In this quickstart we will:

  • Get an API key and create a Testset
  • Create an example LLM app
  • Execute a script with the Scorecard SDK within our production application
  • Review results in the Scorecard UI

Steps

1

Setup

First let’s create a Scorecard account and find your Scorecard API Key. Then we’ll get a OpenAI API Key, and set these as environment variables and also install the Scorecard and OpenAI Node Libraries:

Node install
export SCORECARD_API_KEY="SCORECARD_API_KEY"
export OPENAI_API_KEY="OPENAI_API_KEY"
npm install scorecard-ai@alpha
npm install openai
2

Setup constants

Configure the Scorecard client and enter your Project’s ID. We’ll need that to know which Project to place our Testsets and Runs in.

import Scorecard from 'scorecard-ai';

const scorecard = new Scorecard({
  bearerToken: process.env['SCORECARD_API_KEY'],
});

const PROJECT_ID = "310" // Replace with your Project ID
3

Create Testcases

Now, let’s create a Testset in a specific project and add some Testcases using the SDK. A Testset is a collection of Testcases used to evaluate the performance of an LLM application across a variety of inputs and scenarios. A Testcase is a single input to an LLM that is used for scoring. After we create a Testset, we’ll grab its ID to use later.

/**
 * Creates a Testset with a schema matching our use case
 */
async function createTestset() {
  const testset = await scorecard.testsets.create(PROJECT_ID, {
    name: testsetName,
    description: 'Testcases about rewriting messages in a different tone.',
    fieldMapping: {
      // Inputs are fields that represent the input to the AI system.
      inputs: ['original', 'recipient', 'tone'],
      // Labels are fields represent the expected output of the AI system.
      labels: ['idealRewritten'],
      // Metadata fields are used for grouping Testcases, but not seen by the AI system.
      metadata: [],
    },
    jsonSchema: {
      type: 'object',
      properties: {
        original: { type: 'string' }, // The original message.
        recipient: { type: 'string' }, // The recipient of the message.
        tone: { type: 'string' }, // The tone that the message should be rewritten in.
        idealRewritten: { type: 'string' }, // The ideal AI-generated rewritten message.
      },
      required: ['original', 'tone', 'idealRewritten'],
    },
  });

  // Add Testcases matching the Testset's schema
  await scorecard.testcases.create(testsetId, {
    items: [
      {
        jsonData: {
          original: 'We need your feedback on the new designs ASAP.',
          tone: 'polite',
          recipient: 'Darius',
          idealRewritten:
            'Hi Darius, your feedback is crucial to the success of the new designs. Please share your thoughts as soon as possible.',
        },
      },
      {
        jsonData: {
          original: "I'll be late to the office because my cat is sleeping on my keyboard.",
          tone: 'funny',
          recipient: 'team',
          idealRewritten:
            "Hey team! My cat's napping on my keyboard and I'm just waiting for her to give me permission to leave. I'll be a bit late!",
        },
      },
    ],
  });

  return testset;
}

const testset = await createTestset();
4

Create Test System

Next, let’s create a simple LLM application which we will be evaluating using Scorecard.
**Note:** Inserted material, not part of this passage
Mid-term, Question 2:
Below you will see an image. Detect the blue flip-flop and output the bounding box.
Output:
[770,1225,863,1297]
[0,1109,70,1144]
This LLM application is represented with the following function that uses OpenAI’s GPT-4o-mini to translate the user’s message into a specified tone.

import OpenAI from 'openai';
const openai = new OpenAI({ apiKey: process.env['OPENAI_API_KEY'] });

async function runSystem(input) {
  const response = await openai.responses.create({
    model: 'gpt-4o-mini',
    instructions: `You are a tone translator that converts a user's message to a different tone ("${input.tone}"). Address the recipient: ${input.recipient ?? ''}`,
    input: input.original,
  });

  return { rewritten: response.output_text };
}
5

Create Metrics

Now that we have a system that answers questions from the MMLU dataset, let’s build a metric to understand how relevant the system responses are to our user query. Let’s go to the Metrics page and select “New Metric”

Scorecard UI: New Metric

From here, let’s create a metric for answer relevancy:

Scorecard UI: Metric Definition

You can evaluate your LLM systems with one or multiple metrics. For the quick start, let’s just use that Answer Relevancy metric and grab the Metric ID for later.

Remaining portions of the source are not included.